Yes, the plan would be to take out a mortgage to pay for the house and provide money for upgrading.

Does letting them stay have an effect on my tax liability? I would have thought that from revenue's perspective, it's a transfer of an asset and liable to be taxed regardless of whether my parents stay or not. . . open to be corrected obviously!
 
The consideration given to your parents is allowed deduction against CAT. There is also the €3,000 gift exemption (€6,000 if you are buying the house with someone else).

Technically speaking there is a gift tax issue from you to your parents as you are giving them an interest in the property, i.e. letting him stay there rent free (presumably for the rest of their lives). In practice, most people ignore this but it is there.


Steven
http://www.bluewaterfp.ie (www.bluewaterfp.ie)
 
In an ideal world, that ongoing issue isn’t there because the reduced market value would take account of the life tenancy.
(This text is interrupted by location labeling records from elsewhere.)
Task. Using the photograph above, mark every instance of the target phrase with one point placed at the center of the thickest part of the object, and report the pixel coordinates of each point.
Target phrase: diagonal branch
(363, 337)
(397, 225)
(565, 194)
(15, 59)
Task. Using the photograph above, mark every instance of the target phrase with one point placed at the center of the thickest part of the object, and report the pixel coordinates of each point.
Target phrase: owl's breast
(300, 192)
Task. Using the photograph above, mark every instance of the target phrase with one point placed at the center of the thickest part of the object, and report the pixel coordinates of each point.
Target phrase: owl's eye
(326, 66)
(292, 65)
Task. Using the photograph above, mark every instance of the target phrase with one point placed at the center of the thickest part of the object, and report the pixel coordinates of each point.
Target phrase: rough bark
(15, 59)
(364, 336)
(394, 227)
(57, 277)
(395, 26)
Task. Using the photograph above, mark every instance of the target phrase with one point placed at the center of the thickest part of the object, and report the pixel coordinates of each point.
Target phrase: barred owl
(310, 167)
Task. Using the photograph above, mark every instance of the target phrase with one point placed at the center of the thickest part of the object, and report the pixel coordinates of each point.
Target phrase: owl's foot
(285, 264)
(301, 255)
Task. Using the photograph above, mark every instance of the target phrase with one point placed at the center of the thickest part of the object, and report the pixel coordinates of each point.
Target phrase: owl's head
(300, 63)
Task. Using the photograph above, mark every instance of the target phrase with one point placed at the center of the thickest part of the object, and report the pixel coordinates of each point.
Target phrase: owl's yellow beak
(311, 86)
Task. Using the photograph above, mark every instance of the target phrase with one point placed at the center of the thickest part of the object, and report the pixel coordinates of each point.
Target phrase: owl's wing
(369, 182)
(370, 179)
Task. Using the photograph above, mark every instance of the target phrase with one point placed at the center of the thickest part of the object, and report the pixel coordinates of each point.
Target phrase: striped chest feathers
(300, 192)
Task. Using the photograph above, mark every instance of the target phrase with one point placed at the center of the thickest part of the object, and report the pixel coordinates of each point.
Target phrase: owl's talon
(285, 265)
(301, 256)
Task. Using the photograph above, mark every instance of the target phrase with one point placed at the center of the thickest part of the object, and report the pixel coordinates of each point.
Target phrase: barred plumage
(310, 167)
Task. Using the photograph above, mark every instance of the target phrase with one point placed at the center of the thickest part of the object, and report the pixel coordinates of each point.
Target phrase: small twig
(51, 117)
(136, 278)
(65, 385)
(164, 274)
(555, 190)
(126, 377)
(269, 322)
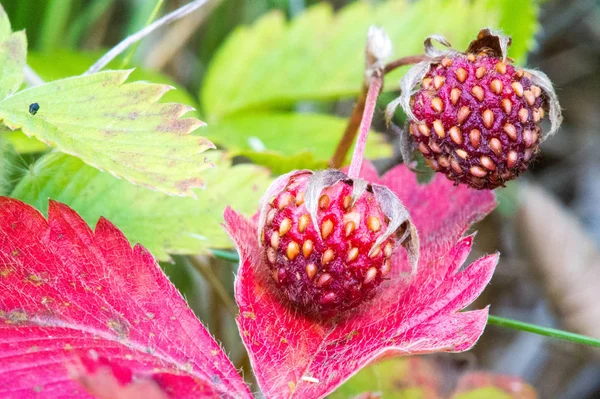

You’d use the relevant multiplier tables to come up with the right number.

The problem is the bank. Most can’t get their head around the life tenancy part and are wary of it.

The answer is probably to but it for €350k in the bank’s eyes but to buy it for its reduced market value from a CAT perspective. Your only leakages then are excess stamp duty (but only 1% of the differential) and having to spoof the bank which can make some people queezy.
 
The lower price if the life tenancy stuff is revealed but the bank may not play ball with that. Personally I’d swallow the higher number.